EOSDA custom neural network for deforestation detection
  • EOSDA Forest Monitoring

EOSDA Custom Neural Net: Deforestation Detection

When thinking about industries that are associated with rising levels of CO2 emissions, sectors that are “closer to nature” are the last thing that comes to mind. However, research shows that forestry and agriculture are responsible for more than 5.3 Gt of CO2 emitted annually due to deforestation, which makes these industries the second largest source of anthropogenic carbon emission. What’s more, tree felling in tropical forests also reduces the amount of soil organic carbon and endangers biodiversity   . Regulatory bodies at a global scale have already taken action regarding this issue. For example, the EU will restrict market availability and export of products that are associated with deforestation activities .

To stay compliant with international regulations and contribute to environment conservation, it’s crucial to implement means for accurate deforestation detection.

EOS Data Analytics is dedicated to providing space solutions for Earth’s problems. By leveraging GIS data and custom AI algorithms, we strive to preserve the environment we live in. With our expertise in remote sensing and data analysis, we decided to contribute to deforestation detection efforts in the EU by monitoring forest cover changes, identifying illegal logging activities, and supporting conservation initiatives by delivering accurate and timely information.

Our Science team has developed a deep-learning neural network algorithm based on the methodology described in Mapping Tropical Forest Cover and Deforestation with Planet NICFI Satellite Images and Deep Learning in Mato Grosso State (Brazil) from 2015 to 2021 . In this blog post, we are giving a high-level overview of how it works.

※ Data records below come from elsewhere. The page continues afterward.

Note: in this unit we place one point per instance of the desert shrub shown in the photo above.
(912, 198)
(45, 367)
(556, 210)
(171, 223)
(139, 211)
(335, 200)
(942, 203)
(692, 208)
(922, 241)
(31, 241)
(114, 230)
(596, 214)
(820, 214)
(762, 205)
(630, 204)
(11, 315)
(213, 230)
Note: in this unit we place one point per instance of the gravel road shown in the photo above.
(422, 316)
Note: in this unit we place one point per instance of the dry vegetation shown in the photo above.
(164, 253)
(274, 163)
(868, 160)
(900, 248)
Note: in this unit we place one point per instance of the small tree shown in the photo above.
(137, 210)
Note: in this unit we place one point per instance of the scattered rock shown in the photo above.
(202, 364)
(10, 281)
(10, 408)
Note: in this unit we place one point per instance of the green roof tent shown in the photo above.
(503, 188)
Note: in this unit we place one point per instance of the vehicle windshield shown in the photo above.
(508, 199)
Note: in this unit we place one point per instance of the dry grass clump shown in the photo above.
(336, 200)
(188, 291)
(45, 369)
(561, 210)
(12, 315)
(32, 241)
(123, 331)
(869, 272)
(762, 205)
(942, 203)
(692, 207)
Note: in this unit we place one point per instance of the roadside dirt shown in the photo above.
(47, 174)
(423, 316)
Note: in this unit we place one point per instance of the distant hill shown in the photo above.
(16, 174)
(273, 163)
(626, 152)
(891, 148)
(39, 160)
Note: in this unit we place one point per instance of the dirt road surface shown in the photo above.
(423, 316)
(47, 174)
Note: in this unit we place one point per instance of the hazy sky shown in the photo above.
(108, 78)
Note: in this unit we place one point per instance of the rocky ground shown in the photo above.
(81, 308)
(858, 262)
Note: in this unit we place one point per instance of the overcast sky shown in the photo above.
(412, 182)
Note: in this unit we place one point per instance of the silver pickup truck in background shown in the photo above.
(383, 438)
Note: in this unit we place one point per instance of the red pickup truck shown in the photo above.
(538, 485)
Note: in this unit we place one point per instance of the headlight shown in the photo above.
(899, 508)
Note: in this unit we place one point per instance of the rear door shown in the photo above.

The Process Of Creating The Deforestation Detection AI

The decision-making process within computer vision models, which enables them to differentiate between distinct object classes, is highly complex.

EOS Data Analytics is proud to represent the expertise of 60 data scientists including 25 PhDs. To get started with creating a deforestation detection model, our teams of AI and GIS scientists elicited functional requirements. They concluded that the model should:

  • Recognize and filter out the noise (clouds and other visual distortions)
  • Identify change dynamics of deforestation (true positives, true negatives)
  • Identify falsely identified forest/non-forest classes (false positives, false negatives) and run algorithms to determine and assign true values.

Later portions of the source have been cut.